Monday November 19, 2012
As the rainy season approaches, all the oil, grease and sediment that accumulated on streets and sidewalks throughout the summer and fall is washed down city storm pipes and drainage ditches. Many people are under the impression that the water is piped directly to a treatment facility or even a ponding basin, however the water is usually not treated or filtered, and is discharged directly into the nearest body of water. Issues associated with untreated stormwater have been on the rise in recent years. When the Clean Water Act was amended in 1972, non-point source pollution (which comes from many diffuse sources) was not a great concern, but as population densities have increased, so has the amount of runoff created by impervious surfaces such as buildings and roads. Today, non-point source pollution is becoming a leading threat to the environment.
Jenifer McIntyre, a doctoral candidate at University of Washington, and her research team have been studying the effects of toxic runoff on fish and are looking for ways to improve water quality before it enters the Puget Sound. During rain events they collected water samples from the streets of Seattle and took them back to the lab where they had set up a rain garden designed to simulate how water is filtered in the natural environment. Part of the sample was filtered through the soil in the rain garden. Then, the filtered and unfiltered samples were placed in tanks along with juvenile coho salmon to study the response over a four-day period. The fish that were placed in the unfiltered storm runoff were dead within twelve hours, while the fish in the filtered runoff continued to survive. The study showed that it is possible for simple solutions, such as rain gardens, to increase the quality of water that is entering the ecosystem.

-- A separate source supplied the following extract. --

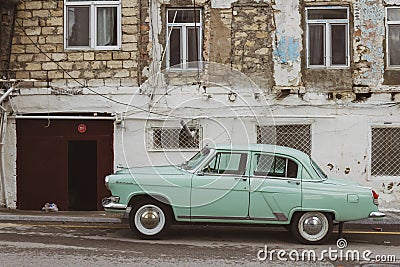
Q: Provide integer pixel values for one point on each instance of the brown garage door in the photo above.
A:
(63, 162)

Efforts to restore dwindling stocks of natural populations of salmonids may be compromised by the runoff that will increase as human populations continue to rise and create new impermeable landscapes. Rain gardens and trees can help alleviate the amount of surface runoff that reaches rivers, but are not enough to account for all the runoff created by impervious surfaces. Infiltration or ponding basins can be used to collect excess urban runoff containing toxic chemicals. As the water is absorbed, the soil filters the pollutants and the groundwater is recharged. In newer developments these basins are more common, but there are still many cases where older developments need to be updated to accommodate modern expansion. This movement isn’t just among the urban planners; homeowners throughout California are getting involved by designing river-friendly landscapes, which beautify their garden while protecting the local wildlife.